Session: Variational Analysis: Theory and Applications IV
Chair: Walaa Moursi
Cluster: Nonsmooth Optimization
Talk 1: ADMM-Like Approximate Augmented Lagrangian Methods
Speaker: Jonathan Eckstein
Abstract: This talk discusses augmented Lagrangian methods for minimizing the sum of two convex functions, one smooth and one prox-friendly. By using duality manipulations or exploiting the smoothness of Moreau envelopes, the inner loops of these methods can be made to resemble the ADMM, but in a form in which acceleration techniques for forward and forward-backward first-order methods can be applied in a "plug-and-play" manner. The talk will also discuss new kinds of approximate augmented Lagrangian methods in which over- or under-relaxation of the multiplier update is adjusted to match the accuracy of the subproblem solution.

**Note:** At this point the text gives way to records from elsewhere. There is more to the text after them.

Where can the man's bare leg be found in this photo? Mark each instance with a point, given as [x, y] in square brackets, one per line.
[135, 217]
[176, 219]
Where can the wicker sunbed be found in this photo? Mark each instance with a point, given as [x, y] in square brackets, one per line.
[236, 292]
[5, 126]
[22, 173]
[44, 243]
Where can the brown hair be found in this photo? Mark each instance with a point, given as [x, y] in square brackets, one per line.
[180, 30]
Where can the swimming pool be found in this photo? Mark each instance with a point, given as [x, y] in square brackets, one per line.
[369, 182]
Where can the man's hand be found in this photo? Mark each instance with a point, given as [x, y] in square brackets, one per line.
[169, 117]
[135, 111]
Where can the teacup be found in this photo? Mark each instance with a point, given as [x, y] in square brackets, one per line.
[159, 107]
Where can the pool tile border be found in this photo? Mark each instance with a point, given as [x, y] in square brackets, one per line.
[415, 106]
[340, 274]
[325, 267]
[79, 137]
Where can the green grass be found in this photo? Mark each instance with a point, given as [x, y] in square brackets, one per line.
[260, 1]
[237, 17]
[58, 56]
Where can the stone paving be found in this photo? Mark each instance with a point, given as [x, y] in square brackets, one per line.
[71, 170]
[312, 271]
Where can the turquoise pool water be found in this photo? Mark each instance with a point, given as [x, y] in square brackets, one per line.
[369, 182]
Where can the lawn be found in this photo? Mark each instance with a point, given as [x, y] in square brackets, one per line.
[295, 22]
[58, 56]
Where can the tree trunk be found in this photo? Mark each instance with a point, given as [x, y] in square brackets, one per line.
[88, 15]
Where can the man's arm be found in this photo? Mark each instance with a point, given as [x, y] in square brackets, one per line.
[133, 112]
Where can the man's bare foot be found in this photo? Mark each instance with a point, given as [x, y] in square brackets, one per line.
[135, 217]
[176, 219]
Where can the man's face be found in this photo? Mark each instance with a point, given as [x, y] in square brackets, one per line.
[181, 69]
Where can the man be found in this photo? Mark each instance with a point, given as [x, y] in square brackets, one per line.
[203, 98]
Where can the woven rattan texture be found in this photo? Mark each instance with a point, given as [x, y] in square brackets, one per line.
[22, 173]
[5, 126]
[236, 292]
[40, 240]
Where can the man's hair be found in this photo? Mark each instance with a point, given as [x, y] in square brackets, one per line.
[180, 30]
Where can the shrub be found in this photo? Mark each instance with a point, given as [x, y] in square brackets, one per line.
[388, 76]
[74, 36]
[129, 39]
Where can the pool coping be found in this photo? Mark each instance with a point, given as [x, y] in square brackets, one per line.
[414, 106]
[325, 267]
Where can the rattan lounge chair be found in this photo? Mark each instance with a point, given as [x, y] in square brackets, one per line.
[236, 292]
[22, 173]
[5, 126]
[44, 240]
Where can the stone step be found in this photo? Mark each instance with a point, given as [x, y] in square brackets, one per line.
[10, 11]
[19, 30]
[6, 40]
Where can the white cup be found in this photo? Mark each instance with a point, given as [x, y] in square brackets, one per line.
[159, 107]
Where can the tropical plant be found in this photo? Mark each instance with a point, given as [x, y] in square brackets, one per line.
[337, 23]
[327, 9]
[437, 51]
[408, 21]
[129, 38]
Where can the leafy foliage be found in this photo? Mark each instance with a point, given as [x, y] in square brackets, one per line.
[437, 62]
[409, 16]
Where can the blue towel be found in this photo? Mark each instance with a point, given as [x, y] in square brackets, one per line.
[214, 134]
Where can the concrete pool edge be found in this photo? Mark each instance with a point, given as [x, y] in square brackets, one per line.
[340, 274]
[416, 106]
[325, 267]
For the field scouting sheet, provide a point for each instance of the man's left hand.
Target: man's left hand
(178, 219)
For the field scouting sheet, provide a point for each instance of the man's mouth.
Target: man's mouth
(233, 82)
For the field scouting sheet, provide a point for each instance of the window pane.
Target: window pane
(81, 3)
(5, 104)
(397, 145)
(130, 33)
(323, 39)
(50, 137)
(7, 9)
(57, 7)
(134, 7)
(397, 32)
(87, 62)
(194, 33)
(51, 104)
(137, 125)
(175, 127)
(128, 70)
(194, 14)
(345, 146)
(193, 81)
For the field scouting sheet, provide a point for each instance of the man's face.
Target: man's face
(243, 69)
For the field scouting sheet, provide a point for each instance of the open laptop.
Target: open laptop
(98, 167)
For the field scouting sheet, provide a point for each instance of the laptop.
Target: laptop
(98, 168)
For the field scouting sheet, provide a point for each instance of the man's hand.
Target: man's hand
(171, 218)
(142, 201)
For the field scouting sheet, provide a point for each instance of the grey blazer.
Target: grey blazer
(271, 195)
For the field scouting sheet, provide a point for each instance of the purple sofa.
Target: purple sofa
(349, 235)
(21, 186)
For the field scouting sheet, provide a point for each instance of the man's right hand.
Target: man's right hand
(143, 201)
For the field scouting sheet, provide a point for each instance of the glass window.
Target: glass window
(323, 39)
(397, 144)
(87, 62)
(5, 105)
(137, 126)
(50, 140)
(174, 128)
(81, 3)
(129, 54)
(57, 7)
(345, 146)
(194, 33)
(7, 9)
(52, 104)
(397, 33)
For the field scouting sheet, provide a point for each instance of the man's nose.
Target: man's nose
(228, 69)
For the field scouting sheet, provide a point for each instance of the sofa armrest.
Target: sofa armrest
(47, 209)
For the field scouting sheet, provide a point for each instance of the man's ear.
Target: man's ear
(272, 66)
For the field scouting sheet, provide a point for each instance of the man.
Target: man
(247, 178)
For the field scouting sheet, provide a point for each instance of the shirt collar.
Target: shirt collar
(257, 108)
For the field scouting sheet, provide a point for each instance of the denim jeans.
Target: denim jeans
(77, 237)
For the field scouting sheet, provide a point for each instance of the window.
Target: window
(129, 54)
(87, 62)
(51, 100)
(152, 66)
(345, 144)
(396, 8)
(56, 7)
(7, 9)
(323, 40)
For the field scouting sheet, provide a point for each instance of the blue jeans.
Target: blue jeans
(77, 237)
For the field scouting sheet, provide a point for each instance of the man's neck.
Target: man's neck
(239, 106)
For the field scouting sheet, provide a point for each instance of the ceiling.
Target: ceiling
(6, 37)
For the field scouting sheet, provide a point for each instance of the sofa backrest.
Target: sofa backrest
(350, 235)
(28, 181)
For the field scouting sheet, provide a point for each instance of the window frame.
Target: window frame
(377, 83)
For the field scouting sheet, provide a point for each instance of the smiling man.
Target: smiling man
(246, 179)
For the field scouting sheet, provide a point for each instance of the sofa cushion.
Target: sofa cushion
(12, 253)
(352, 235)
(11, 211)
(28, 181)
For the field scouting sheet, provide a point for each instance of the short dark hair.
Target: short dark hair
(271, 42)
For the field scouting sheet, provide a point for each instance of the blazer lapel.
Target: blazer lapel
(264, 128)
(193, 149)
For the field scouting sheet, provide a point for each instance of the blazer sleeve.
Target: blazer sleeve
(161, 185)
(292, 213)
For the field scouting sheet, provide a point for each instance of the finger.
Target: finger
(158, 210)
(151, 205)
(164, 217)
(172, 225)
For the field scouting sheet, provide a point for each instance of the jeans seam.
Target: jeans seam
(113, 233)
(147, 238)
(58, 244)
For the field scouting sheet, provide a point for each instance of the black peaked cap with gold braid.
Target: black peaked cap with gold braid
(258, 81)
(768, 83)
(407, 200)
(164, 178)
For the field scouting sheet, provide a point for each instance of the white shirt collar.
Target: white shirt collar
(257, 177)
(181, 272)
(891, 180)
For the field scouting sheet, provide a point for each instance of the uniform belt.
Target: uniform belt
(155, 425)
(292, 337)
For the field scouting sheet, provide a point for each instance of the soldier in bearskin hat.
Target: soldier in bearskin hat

This work is co-authored with Chang Yu, a graduate student at Rutgers University.
Talk 2: TBA
Speaker: Walaa Moursi
Abstract: TBA
Talk 3: Eckstein-Ferris-Pennanen-Robinson duality revisited: paramonotonicity, total Fenchel-Rockallar duality, and the Chambolle-Pock operator
Speaker: Shambhavi Singh
Abstract: Finding zeros of the sum of two maximally monotone operators involving a continuous linear operator is a central problem in optimization and monotone operator theory. We revisit the duality framework proposed by Eckstein, Ferris, Pennanen, and Robinson from a quarter of a century ago. Paramonotonicity is identified as a broad condition ensuring that saddle points coincide with the closed convex rectangle formed by the primal and dual solutions. Additionally, we characterize total duality in the subdifferential setting and derive projection formulas for sets that arise in the analysis of the Chambolle-Pock algorithm within the recent framework developed by Bredies, Chenchene, Lorenz, and Naldi.